Getting rid of dead foliage and dead growth on perennials is a step to take that not only prepares the garden and flower beds ready for planting and new growth in the spring but can prevent winter pests from burrowing in. Gardner cautions individuals to not put diseased foliage or weeds with seed pods on the compost pile. “They will come back to haunt you in your garden,” she said. “Pig weed, ragweed and lamb’s quarter are three very common annual weeds that are full of seeds waiting to drop for the next year - make sure they don’t overwinter in your garden or find their way into the compost pile.”

Compost is a good material when covering plants, Gardner said, because it is usually free of weeds and seeds that could be found in mulch.

A simple rule of thumb is to “cut back things that just don’t look good,” she said. “I do have a lot of ornamental grasses and some plants with seed pods that look good and provide interest in the garden for the winter, and those I leave.”

Springdale Farm received a donation of fig trees and Gardner said they have to be cut back but gardeners should wait until the first frost to do so. “If you cut figs back before they freeze, you run the risk of mouse damage,” she said. “Once the first freeze comes, the mice are dormant. Once the tree is cut back, cover it with a dome of mulch or branches - something that will catch the snow and protect the plant.”

Gardner says that bushes and shrubs in most areas are overgrown this year because of the abundance of rain. “It’s better to trim back plants like forsythia - it grows like a weed and if it isn’t trimmed back it will have long, unruly shoots and the long branches could become weighted down with snow, flop over and break.”

Trimming early blooming shrubs at this time of the year will sacrifice some of the spring blooming however.

Not all of the work in the garden in the fall involves scooping debris, cutting branches and raking up leaves. Gardner said the whole month of October is a good time to plant bulbs for spring blooming.

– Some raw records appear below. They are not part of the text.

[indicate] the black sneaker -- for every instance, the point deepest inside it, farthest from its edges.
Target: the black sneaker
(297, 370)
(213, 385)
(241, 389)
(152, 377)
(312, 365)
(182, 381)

“Plant the bulbs where you won’t plant in the spring - you don’t want to dig them up by accident when planting spring flowers,” she said. “Make sure the bulbs are buried at least six inches deep. Remember that daffodils are resistant to damage by deer and squirrels but tulips are like candy to deer, squirrels and mice.”

Gardner is a fan of daffodils because they offer early and late blooms and come in a variety of sizes and some are scented. “With the varieties that are out there (in garden stores) you could have daffodils blooming all of April and May and then have tulips coming up in May and June.”

“With proper care, you really can have a year-round garden to enjoy, even with our winters,” she said.